Relegated from the Premier League at the end of the 2008-09 season, Middlesbrough have since finished 11th, 12th and seventh in the Championship.
But Boro's promotion prospects look brighter this season. Third in the table after a strong start, hopes are high that Tony Mowbray's side can begin next season back in the Premier League.
Middlesbrough defender George Friend, who joined the club from Doncaster in the summer, explains to Football League Friday why he thinks the club have done well so far this campaign.
George Friend on Boro's current campaign
Whatever the view elsewhere in the country, Middlesbrough's strong start to the Championship season comes as no great surprise to those of us within the club. Third in the table with almost half the season played is, for the players, only what we had expected of ourselves.
In the coming months, we are hoping to maintain this high standard.
The Championship is considered one of the most competitive leagues in Europe, and supporters of Boro can rest assured that staff, management and the entire first-team squad remain focused on achieving our May 2013 targets. We are anything but complacent.
There have been times this season where we have managed to produce a strong unbeaten run - as when we won six straight league and cup games in October and November - but when we do experience defeat, there is a real belief that the next game is another opportunity to climb back up the table.
It is an outlook similar to the one I experienced at Wolves when I joined and we gained promotion to the Premier League in 2009.
Our manager at the Riverside, Tony Mowbray, plays a huge role in Boro's success. He and his coaching staff put hearts and minds into every match, whether it's Bury away in our first-round Capital One Cup tie or at home to Sheffield Wednesday, live on TV and in front of 28,000 fans.
Our training is heavily possession based, with high-intensity keep-ball sessions combined with a mixture of crossing/shooting drills and small-sided games. With a lot of strong, technically gifted players at the club, this possession-influenced training and style of football suits us.
Tactically I have noticed that the management are highly skilled in selecting the starting XI best suited to face upcoming opponents. That may sound obvious, but since I arrived I've been struck by the fact that, win or lose, there is no hesitation in changing personnel or formation after a game.
Unlike some clubs, for us it is never set in stone that we will play a rigid 4-4-2; throughout the season there is every possibility that at the end of the week in training the manager will work on a variety of team shapes.
At Gillingham away on a Tuesday night in the Capital One Cup, for example, we won while playing a 3-5-2 formation, yet three days previously we beat a strong Crystal Palace side at home deploying a 4-4-2, changing into a 4-3-3 formation.
Being able to vary formation is made easier because of our strong, talented squad, which also means competition for places is fierce. Players out of action are champing at the bit to make an impact - players like Belgium international Faris Haroun, who has played well for us in various midfield and attacking positions.
Every squad member understands they will contribute in some way in the course of the season, given the competitive and congested nature of the Championship. One illustration of this is the fact we've had 19 different scorers already this season, with chances converted from all areas of the pitch.

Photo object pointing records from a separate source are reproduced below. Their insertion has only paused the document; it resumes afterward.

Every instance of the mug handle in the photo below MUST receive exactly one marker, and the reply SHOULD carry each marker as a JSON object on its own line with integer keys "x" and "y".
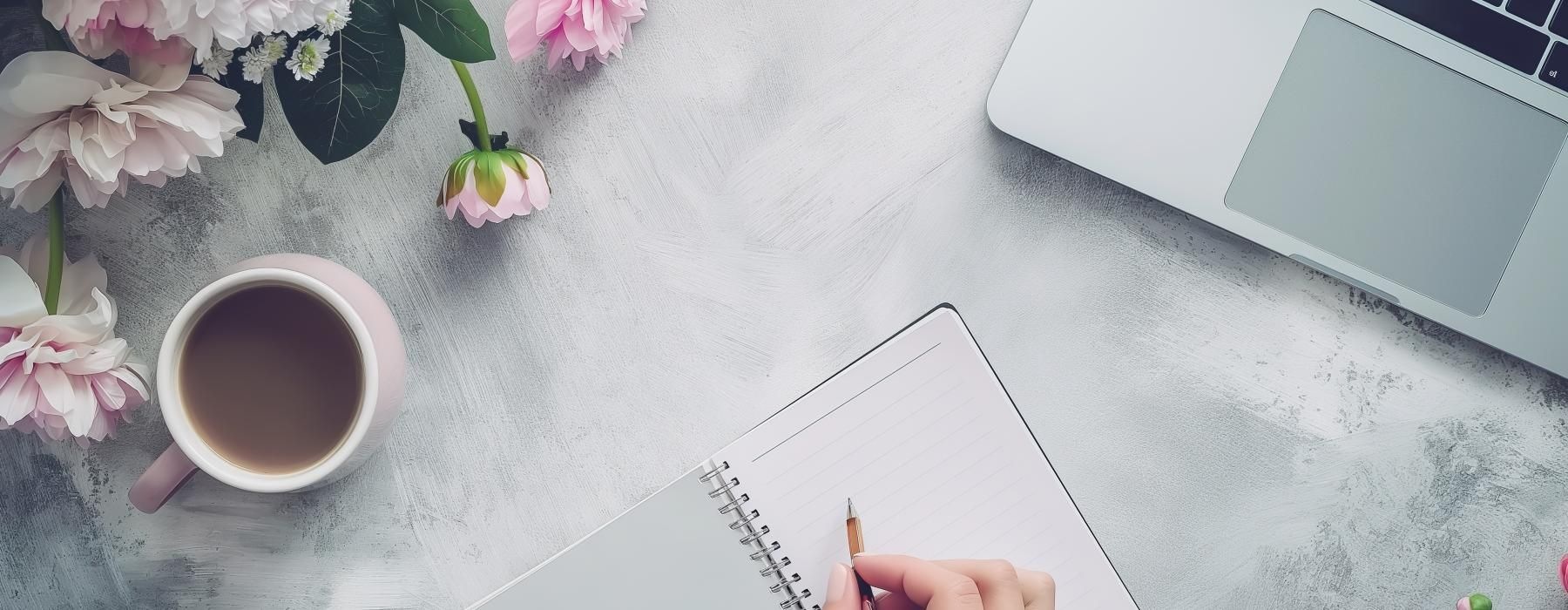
{"x": 166, "y": 476}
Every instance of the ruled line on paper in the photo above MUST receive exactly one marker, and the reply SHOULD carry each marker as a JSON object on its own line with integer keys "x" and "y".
{"x": 813, "y": 477}
{"x": 838, "y": 486}
{"x": 856, "y": 396}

From my first-hand experience in the dressing room and around the training ground, what is most notable on a day-to-day basis is the camaraderie and team spirit, a vital component for any group wanting to achieve success.
Behind the scenes, first-team players interact with the youth team, creating a good working environment. This month, recently joined scholars will be performing their very own Middlesbrough FC 'X Factor' in front of the senior players. Apart from being highly entertaining, it promotes team-building and allows team spirit to flourish throughout the club.
We are a tight-knit group, based on respect for each other and everyone appreciating the hard graft and commitment needed to be successful in this league. There are no arguments when personnel are replaced, or preferential treatment when matches are won or goals are scored. Every team-mate is striving to work together with the same mind set, targeting the collective goal.
It's refreshing and enjoyable to be part of a squad of this nature, after previously experiencing tougher times in my final season at Doncaster Rovers, culminating in relegation to League One last season.
The Championship contains many big clubs, all of whom would consider themselves to be of Premier League standing, and all will be just as intent on promotion this season.
We've shown so far that we are certainly good enough to beat anyone. Consistency - and the good fortune to keep the majority of our squad fit - will give us our best chance.
All of my team-mates are highly motivated and aware that it is not individual players but the squad, and a squad mentality, that provides the basis upon which to build solidly for the future.